Access and protection of I2C interfaces

摘要

A method, computer program product, and system to implement access control from a master device to a slave device over an inter-integrated circuit (I2C) interface are described. The method includes generating, using a processor, a control block defining the access control to the slave device over the I2C interface. The generating the control block is performed by the trusted code layer and the generating the control block is prohibited by the user-modifiable code layer.

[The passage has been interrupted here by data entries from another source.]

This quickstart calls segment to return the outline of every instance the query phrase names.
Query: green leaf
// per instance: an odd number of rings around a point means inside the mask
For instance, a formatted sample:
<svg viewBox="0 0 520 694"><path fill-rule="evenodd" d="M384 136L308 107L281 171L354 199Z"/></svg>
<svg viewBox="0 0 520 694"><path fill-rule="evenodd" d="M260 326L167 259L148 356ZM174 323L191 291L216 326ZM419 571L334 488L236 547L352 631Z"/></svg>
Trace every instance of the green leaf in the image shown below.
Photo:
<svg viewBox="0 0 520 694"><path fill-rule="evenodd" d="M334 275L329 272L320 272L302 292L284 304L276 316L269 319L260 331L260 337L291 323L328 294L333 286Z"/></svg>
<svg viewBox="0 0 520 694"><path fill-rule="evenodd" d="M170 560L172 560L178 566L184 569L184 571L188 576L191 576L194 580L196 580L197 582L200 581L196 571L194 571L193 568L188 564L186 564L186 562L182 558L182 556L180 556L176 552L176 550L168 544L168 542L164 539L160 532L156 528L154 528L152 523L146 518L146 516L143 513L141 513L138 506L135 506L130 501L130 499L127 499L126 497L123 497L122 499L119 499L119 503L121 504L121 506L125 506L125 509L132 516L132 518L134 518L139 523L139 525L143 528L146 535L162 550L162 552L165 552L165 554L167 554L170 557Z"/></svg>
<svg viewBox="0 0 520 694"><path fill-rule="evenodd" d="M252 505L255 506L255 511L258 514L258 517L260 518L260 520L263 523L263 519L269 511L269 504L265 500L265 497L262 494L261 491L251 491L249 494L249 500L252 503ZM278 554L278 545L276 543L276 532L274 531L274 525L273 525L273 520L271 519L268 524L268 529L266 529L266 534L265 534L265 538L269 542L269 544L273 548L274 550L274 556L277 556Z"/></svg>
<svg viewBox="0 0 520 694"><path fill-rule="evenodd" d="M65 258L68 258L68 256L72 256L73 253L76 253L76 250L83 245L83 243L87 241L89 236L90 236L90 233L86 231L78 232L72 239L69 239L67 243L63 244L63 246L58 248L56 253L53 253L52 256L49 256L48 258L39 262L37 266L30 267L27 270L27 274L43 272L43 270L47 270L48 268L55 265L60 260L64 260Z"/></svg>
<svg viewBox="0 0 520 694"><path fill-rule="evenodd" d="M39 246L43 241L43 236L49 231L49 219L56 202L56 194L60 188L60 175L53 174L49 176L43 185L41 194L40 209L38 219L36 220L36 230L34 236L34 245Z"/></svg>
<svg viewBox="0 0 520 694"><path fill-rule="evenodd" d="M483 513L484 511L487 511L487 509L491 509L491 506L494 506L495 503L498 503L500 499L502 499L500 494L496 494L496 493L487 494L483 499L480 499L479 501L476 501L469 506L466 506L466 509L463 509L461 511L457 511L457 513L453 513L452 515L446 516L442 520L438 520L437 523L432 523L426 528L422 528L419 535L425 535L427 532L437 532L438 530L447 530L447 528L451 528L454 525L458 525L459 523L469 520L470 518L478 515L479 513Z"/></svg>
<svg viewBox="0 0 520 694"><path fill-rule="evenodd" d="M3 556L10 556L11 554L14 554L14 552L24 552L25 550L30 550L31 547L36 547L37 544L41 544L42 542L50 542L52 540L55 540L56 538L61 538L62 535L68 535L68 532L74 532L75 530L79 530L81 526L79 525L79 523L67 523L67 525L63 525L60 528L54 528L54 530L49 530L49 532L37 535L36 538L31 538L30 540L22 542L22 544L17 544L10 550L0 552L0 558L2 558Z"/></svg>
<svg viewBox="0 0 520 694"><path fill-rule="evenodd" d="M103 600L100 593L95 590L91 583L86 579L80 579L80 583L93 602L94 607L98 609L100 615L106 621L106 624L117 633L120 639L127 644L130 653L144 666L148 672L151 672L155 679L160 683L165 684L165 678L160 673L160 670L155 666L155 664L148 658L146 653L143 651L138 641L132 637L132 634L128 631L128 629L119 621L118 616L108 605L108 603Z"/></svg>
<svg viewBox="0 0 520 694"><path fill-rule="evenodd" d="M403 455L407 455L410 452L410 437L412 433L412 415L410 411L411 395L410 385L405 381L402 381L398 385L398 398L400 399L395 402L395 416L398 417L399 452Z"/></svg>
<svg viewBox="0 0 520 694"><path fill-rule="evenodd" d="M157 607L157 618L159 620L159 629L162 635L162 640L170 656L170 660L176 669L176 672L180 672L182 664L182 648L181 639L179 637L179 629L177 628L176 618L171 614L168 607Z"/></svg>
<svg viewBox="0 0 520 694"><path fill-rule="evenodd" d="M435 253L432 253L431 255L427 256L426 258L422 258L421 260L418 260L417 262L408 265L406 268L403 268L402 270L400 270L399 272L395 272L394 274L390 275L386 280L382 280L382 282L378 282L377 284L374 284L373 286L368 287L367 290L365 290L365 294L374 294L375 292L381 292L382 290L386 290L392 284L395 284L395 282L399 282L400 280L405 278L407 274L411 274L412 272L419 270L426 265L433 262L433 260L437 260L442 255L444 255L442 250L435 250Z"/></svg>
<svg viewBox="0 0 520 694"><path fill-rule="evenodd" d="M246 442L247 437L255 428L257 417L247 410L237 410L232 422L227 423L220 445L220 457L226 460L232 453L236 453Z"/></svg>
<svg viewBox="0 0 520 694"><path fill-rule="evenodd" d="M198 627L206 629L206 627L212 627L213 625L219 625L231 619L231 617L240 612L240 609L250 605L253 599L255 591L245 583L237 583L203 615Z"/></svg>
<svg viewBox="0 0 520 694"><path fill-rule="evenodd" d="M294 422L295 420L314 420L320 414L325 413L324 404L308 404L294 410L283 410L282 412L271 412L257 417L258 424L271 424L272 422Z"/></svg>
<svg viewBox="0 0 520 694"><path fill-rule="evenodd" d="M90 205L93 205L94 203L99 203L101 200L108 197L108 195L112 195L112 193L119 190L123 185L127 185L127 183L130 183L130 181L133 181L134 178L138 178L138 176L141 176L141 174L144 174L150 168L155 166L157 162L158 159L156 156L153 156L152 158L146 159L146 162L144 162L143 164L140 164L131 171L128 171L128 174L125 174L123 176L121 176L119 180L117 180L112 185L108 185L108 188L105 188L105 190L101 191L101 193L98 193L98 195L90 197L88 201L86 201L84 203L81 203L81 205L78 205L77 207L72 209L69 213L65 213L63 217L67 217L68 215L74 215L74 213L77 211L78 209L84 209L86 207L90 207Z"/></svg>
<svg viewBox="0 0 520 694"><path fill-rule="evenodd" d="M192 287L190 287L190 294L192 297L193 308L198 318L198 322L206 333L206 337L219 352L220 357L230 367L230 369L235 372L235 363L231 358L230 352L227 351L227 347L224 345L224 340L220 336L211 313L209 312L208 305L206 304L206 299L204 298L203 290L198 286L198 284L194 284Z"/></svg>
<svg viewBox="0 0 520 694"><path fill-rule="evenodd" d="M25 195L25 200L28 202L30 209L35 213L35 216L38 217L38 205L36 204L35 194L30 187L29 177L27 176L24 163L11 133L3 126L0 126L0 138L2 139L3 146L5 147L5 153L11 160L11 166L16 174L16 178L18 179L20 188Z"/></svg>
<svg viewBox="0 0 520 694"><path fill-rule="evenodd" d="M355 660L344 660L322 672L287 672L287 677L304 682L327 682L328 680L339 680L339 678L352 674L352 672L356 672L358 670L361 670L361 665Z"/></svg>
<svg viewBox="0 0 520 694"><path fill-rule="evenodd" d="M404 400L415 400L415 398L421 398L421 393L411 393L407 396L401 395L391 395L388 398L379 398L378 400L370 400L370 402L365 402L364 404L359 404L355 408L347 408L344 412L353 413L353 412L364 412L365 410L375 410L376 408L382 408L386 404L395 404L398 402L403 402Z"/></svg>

The method also includes controlling a command over the I2C interface to the slave device based on a generated command from the trusted code layer and the user-modifiable code layer in accordance with the control block.

主权项

1. A method of implementing access control to a slave device over an inter-integrated circuit (I2C) interface from a master device including a trusted code layer and a user-modifiable code layer, the method comprising:
generating, using a processor, a control block defining the access control to the slave device over the I2C interface, the generating the control block being performed by the trusted code layer, the generating the control block being prohibited by the user-modifiable code layer, and the generating the control block including defining a plurality of data structures; and controlling a command over the I2C interface to the slave device based on a generated command from the trusted code layer and the user-modifiable code layer in accordance with the control block, wherein the defining the plurality of data structures includes defining a device protection data structure that defines a read permission and a write permission associated with the slave device for each of the trusted code layer and the user-modifiable code layer, and the defining the plurality of data structures includes defining two or more advanced address protection data structures, each of the two or more advanced address protection data structures is specific to the trusted code layer or the user-modifiable code layer and to a read operation or a write operation and defines a window of address values, corresponding to addresses in an internal memory map of the slave device, within which the read operation or the write operation is permitted, and the defining the plurality of data structures includes combining the two or more advanced address protection data structures using a logical OR.